'I love kids, just not at my wedding!' Bride-to-be Eimear O'Hagan has committed the ultimate sin by banning children from her wedding - at least that's what her friends think...
"I went to a lovely wedding last year. Picture the scene: a quaint country church, adorned with fresh flowers. As the stunning bride and her handsome groom exchanged their vows, the emotional atmosphere was shattered by a piercing scream. 'I need a wee!' screeched a little boy in front of us. 'Look I'm a fairy!' yelled a little girl seated across the aisle, who then raced out of the pew and up to the altar to bash it with her light-up fairy wand.
Astonishingly, their parents did nothing but smile indulgently at their badly behaved charges, while it was left to the bride's mother to glare at them angrily. At that moment, I swore (yes, in church) that my wedding next April will be a child-free zone - with the exception of two flower girls, my eight-month-old-niece and 10-year-old-cousin.
Don't get me wrong, I love children and one day I'd like my own. But there's a time and a place for them- and a wedding is neither. I've been to too many that were ruined or dominated by children, and I'm not allowing it to happen at mine.
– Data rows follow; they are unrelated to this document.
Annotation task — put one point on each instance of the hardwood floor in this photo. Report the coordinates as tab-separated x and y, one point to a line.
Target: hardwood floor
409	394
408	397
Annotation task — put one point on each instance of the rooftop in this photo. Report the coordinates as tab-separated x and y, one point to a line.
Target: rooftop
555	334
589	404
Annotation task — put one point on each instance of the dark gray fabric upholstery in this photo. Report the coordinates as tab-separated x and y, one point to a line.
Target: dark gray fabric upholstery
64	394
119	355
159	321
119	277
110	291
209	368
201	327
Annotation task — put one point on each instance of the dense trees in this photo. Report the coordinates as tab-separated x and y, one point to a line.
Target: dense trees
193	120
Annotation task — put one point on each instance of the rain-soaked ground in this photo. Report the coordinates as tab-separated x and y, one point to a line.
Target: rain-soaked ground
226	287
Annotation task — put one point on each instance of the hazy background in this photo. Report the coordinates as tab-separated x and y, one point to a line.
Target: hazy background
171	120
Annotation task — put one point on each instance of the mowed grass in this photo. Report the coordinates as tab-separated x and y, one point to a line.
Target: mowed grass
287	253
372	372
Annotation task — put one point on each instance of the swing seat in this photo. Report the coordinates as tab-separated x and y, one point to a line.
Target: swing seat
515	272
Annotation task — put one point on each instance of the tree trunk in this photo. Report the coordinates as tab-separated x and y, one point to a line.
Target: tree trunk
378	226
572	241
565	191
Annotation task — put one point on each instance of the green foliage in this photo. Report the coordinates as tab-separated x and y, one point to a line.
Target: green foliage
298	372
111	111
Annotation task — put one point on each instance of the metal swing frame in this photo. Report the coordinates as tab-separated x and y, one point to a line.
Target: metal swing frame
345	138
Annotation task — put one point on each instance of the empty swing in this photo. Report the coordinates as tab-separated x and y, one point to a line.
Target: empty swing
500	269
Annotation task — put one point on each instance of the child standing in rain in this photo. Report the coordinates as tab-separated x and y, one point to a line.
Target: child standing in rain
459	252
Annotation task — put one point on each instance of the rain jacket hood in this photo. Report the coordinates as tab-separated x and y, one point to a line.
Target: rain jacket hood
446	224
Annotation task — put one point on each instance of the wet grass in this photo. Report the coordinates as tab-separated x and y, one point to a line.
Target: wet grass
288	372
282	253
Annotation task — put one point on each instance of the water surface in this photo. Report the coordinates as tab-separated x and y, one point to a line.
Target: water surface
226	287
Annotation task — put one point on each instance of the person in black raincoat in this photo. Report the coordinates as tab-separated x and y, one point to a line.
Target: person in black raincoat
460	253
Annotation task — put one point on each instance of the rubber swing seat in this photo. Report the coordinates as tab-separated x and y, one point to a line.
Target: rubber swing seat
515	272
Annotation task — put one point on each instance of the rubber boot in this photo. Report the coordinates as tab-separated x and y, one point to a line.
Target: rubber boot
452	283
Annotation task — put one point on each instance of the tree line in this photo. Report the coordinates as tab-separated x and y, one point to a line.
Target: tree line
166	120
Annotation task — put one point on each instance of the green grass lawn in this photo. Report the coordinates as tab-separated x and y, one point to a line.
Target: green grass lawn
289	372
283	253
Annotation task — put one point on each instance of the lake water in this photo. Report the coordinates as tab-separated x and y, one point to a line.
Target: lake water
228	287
Luckily, my fiancé Malcolm feels the same way- we may not yet agree on the menu or the perfect honeymoon destination, but when it comes to little people at our big day, we're united.
We implicitly trust our flower girls' parents to whisk them out of sight at the merest hint of a whimper. But experience has taught me that not all parents are so understanding of what's appropriate when it comes to their offspring. Malcolm looked on in shock at a recent wedding when two five-year-old boys, hyper on fizzy drinks, scrapped over a toy noisily in the middle of the marquee as the groom attempted to make his speech. And we were both completely put off our meal when a toddler had her extremely smelly nappy changed on the floor beside our table because her mother, and another guest, presumably couldn't be bothered to take her to the bathroom.
A friend of mine recently attended a wedding where the maid of honour was forced to leave after the ceremony because her child fell outside the church and had to go to A&E for stitches. She missed the photos and most of the evening reception, much to the bride's and her own sadness.
Another memorable kid-friendly wedding was ruined when my chatty table of friends was asked to keep it down during the meal by a stressed-out mum next to us because fractious child was taking a nap. Talk about killing the fun.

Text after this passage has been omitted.